How can we make a game mirror that kind of narrative imperative? One idea is having something like "fate points" or "miracle points". Some kind of finite resource that lets a character exceed thier limits temporarily. Wesley's burning through those like crazy. Inigo holds onto his until he meets Count Rugen. Characters use thier resources when the conflict directly impacts thier motivation.

A frequent model for regaining these kind of points is to a) have a character's flaw come into play (as in Nobilis), or b) when something bad happens to a charcter. It's not unreasonable to think of Wesley being tortured to death, and then coming back as severely weakened, as a good reason to refill his fate points.

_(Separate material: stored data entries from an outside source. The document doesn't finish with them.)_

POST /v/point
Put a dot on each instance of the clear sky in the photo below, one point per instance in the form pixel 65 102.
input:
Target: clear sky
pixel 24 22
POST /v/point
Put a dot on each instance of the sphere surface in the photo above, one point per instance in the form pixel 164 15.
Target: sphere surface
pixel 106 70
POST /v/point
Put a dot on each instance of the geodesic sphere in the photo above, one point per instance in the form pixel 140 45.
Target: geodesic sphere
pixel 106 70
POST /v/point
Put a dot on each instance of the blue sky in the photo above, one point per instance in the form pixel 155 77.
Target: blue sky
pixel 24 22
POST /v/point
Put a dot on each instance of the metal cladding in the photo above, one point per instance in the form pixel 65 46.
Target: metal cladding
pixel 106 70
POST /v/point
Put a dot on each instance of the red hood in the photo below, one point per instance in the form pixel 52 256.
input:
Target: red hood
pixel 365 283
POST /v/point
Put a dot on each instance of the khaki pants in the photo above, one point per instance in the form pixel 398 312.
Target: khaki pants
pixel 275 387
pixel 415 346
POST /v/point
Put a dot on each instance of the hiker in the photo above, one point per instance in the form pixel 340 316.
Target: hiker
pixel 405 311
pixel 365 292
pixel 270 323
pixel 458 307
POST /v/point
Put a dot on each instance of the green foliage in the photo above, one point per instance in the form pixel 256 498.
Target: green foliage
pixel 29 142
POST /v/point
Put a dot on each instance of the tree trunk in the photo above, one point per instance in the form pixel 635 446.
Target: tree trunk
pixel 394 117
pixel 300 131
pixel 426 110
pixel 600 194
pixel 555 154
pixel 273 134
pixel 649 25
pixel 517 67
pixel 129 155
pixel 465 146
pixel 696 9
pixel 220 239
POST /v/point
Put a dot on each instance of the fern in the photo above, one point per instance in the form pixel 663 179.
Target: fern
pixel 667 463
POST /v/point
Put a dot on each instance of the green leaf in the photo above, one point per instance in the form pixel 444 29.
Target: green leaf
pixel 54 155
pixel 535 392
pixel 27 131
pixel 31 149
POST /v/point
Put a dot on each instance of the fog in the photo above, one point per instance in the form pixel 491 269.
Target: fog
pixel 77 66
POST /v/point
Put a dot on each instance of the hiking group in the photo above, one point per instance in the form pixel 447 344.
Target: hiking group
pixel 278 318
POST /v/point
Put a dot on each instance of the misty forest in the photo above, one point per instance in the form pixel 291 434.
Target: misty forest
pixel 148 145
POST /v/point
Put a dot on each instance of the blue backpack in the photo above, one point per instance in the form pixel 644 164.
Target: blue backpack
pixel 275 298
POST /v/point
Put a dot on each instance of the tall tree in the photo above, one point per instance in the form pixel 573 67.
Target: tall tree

This kind of thing has definite advantages for introducing a sort of narrative driven uncertainty - and I maintain that uncertainty creates excitement for the players. The down side is that it can lead to focussing the attention of the game onto management of the points, instead of the actual story. This is a criticism that I have seen levelled against Nobilis, for example. If players are using thier points in every battle, and contriving situations to gain back more, their attention may be focussed on gaming the system instead of playing the game.

Still, I like it as a way to have a Princess Bride style game. It's a better explanation than that Wesley's player just rolled better than everyone else, and works better in a game than just having Wesley be better than the other characters at thier specialties.